Ci troviamo al limite estremo degli annaspamenti. 
Più avanti si annega. Circa a metà rami galleggianti 
e detriti. “Sprofonda tutto” provoca quella voce
“non è questo che volevi?” . “Un tempo forse,
accecato dall’ira, ma adesso, adesso …”
balbetto cercando al tatto segni 
di più remote e resistenti incrostazioni 
sui muri intirizziti di una casa ormai in rovina
da cui arrivano d‘improvviso squilli intermittenti. 
“Non è più qui” incalza inesorabile quel qualcuno
interpretando i miei sguardi e in che direzione.
“Ma là dentro suona il telefono, non senti?”
gli urlo e vorrei stanarlo dalla nebbia,
strattonarlo ... “Lascia che suoni”
risponde invisibile e deciso
“lascia che suoni …”.


Da "terza copia del gelo", 2012


(per alcuni anni, prima di addormentarmi)


(a mio padre) 


Per alcuni anni, prima di addormentarmi, 
ho sperato sarebbe venuto a prendermi
come davanti al portone della scuola
quando gli consegnavo la cartella
e mi aggrappavo al suo braccio. 


Sarebbe stato là, sul marciapiede,
mi illudevo, distante da tutti e fumando,
ma niente, nemmeno la brace della sigaretta 
a luccicare nel buio dove lo immaginavo. 
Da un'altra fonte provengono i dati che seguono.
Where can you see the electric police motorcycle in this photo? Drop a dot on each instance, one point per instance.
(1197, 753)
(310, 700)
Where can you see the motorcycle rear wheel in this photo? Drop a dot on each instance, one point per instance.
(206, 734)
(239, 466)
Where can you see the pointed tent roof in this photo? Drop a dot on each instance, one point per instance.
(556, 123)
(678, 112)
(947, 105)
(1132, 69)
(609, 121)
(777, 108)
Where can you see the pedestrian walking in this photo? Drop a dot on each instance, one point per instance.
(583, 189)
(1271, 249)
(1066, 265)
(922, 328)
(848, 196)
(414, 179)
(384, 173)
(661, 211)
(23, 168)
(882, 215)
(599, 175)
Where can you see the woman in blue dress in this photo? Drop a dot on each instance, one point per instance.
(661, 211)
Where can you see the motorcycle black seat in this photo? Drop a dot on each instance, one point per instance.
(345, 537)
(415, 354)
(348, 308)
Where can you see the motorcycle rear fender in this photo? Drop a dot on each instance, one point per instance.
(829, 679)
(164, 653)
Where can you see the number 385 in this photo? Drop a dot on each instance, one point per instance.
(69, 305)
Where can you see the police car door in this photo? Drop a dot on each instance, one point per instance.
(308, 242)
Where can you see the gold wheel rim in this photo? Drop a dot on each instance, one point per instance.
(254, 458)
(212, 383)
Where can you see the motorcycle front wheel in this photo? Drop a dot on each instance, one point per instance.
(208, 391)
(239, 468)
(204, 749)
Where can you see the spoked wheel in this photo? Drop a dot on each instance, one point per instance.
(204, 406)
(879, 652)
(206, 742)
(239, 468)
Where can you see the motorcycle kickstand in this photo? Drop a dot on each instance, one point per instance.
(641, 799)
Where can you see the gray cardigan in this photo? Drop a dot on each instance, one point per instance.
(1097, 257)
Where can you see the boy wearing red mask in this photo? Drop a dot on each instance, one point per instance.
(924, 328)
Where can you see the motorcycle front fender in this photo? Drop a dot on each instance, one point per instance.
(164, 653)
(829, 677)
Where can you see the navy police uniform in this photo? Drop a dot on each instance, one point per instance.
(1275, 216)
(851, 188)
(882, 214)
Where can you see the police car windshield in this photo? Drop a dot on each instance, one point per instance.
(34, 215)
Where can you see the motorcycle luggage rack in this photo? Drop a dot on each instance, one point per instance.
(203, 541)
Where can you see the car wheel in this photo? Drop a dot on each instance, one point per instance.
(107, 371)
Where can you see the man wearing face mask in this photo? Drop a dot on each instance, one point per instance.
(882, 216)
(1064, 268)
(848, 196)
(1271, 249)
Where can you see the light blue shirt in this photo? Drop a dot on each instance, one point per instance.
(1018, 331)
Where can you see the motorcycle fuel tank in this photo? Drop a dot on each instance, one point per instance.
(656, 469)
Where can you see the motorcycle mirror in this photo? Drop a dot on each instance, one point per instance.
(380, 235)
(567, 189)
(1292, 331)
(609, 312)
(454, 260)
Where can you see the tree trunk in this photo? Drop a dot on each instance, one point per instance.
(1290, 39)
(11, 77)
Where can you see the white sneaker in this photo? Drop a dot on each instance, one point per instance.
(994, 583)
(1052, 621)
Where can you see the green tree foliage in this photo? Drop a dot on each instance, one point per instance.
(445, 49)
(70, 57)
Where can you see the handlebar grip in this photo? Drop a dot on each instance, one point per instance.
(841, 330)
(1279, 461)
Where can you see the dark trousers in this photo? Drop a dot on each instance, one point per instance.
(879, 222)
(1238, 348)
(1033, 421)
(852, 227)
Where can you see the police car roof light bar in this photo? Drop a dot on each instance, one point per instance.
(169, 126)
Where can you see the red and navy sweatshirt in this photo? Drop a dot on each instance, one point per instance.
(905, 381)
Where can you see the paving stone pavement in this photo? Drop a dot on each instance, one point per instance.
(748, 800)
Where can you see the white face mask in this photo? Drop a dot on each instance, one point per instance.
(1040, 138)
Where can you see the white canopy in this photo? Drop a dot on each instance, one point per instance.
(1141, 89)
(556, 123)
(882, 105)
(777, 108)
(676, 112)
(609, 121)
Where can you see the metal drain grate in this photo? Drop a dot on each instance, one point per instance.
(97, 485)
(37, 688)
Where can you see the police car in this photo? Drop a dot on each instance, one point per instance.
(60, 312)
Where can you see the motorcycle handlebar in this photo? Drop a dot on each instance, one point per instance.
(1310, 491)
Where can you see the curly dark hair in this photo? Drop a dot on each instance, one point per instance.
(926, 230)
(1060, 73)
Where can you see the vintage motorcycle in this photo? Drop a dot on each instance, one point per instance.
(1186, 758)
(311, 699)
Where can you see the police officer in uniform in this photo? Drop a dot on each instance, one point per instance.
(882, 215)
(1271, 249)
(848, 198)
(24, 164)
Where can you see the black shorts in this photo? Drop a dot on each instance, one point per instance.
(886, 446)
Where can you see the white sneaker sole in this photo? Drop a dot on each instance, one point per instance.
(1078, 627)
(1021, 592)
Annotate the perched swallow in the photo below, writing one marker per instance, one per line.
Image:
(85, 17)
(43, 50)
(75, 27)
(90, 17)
Poi in un’alba livida e piena di vento,
quando ormai non ci contavo più, 
si è aperta e richiusa la porta dove dormivo 
e l’ho visto: era lì, ai piedi del letto,
che mi aspettava fumando.


da “hotel degli introvabili”, 2014

(hanno lasciato che fotografassi la villa)


(a Daniela, Tea e Margot)

Hanno lasciato che fotografassi la villa
e gli ulivi in fila come un’uscita scolastica.
Poi, dal finestrino dell’auto, un piccolo lago 
dove  portano ogni giorno a nuotare i labrador.


Ne ho due anch’io che aspettano dietro alla porta
dove ho telefonato. “Diluvia” ha urlato la mia gioia 
“e una frana ha tirato giù una parte della collina”.
“Non abbiate paura” ho risposto “vi proteggo”
Molto di più, vi amo, sussurro a me stesso
attraversando il paesaggio frantumato. 


Tra poco compirò sessantatre anni, 
ma se guardate bene là in fondo
vedrete che ritorno di corsa
con aspetto trasparente e sereno
tra querce che mi si piegano addosso.